We know that wealth can make you selfish, but does it make you an addict?
This weekend in the New York Times, a former hedge fund trader named Sam Polk argued that earning multimillion-dollar bonuses causes something akin to an alcohol or drug addiction—prompting rage and an uncontrollable desire for more. It’s an intriguing theory and one that would explain the sometimes inexplicable behavior of certain folks on Wall Street who seem willing to destroy themselves and their companies rather than be satisfied with the millions or billions they already have. Polk provides a fascinating glimpse into the mindset of a trader in the throes of money-lust, but there’s little scientific evidence to back up the addiction theory.

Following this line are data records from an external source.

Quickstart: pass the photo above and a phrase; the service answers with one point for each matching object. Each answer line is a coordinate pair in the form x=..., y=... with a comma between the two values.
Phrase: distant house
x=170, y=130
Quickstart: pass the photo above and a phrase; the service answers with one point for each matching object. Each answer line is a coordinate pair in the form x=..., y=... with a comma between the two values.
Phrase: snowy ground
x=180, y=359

Polk was one of many young men who read Michael Lewis’s book Liar’s Poker about his time as a bond salesman at Salomon Brothers in the 1980s and was inspired (to Lewis’s horror) to head to Wall Street to seek his fortune. “When I walked onto that trading floor for the first time and saw the glowing flat-screen TVs, high-tech computer monitors, and phone turrets with enough dials, knobs, and buttons to make it seem like the cockpit of a fighter plane, I knew exactly what I wanted to do with the rest of my life,” Polk writes. He wanted to be rich.

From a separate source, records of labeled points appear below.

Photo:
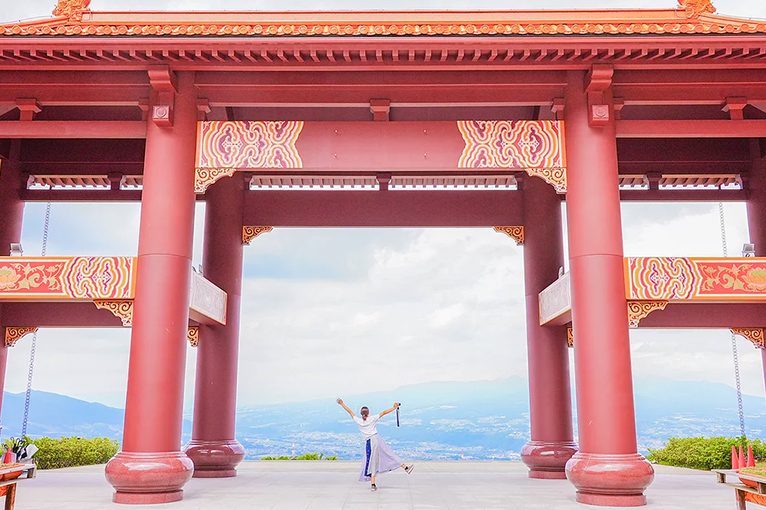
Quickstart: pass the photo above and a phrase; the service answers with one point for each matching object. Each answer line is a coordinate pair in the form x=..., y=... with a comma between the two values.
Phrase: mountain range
x=439, y=420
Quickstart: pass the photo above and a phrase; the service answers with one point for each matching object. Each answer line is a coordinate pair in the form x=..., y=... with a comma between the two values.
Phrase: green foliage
x=305, y=456
x=69, y=451
x=703, y=452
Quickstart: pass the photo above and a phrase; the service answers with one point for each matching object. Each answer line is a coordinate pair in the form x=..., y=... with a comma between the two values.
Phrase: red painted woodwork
x=550, y=406
x=394, y=208
x=151, y=468
x=756, y=218
x=11, y=216
x=606, y=471
x=58, y=315
x=704, y=315
x=213, y=447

He spent several years lurching toward that goal, eventually becoming a bond and credit-default-swap trader who made a fortune when the economy crashed, earning a $3.6 million bonus in 2010. Still, it wasn’t enough, and the fact that guys sitting next to him had made more drove him crazy. “Ever see what a drug addict is like when he’s used up his junk? He’ll do anything—walk 20 miles in the snow, rob a grandma—to get a fix,” Polk writes. “Wall Street was like that. In the months before bonuses were handed out, the trading floor started to feel like a neighborhood in The Wire when the heroin runs out.”
While there may be similarities between the behavior of a junkie and certain hungry young men on Wall Street, chemical addiction has both physiological and genetic roots, while the uncontrollable desire for money that Polk describes is more environmental. It’s called greed.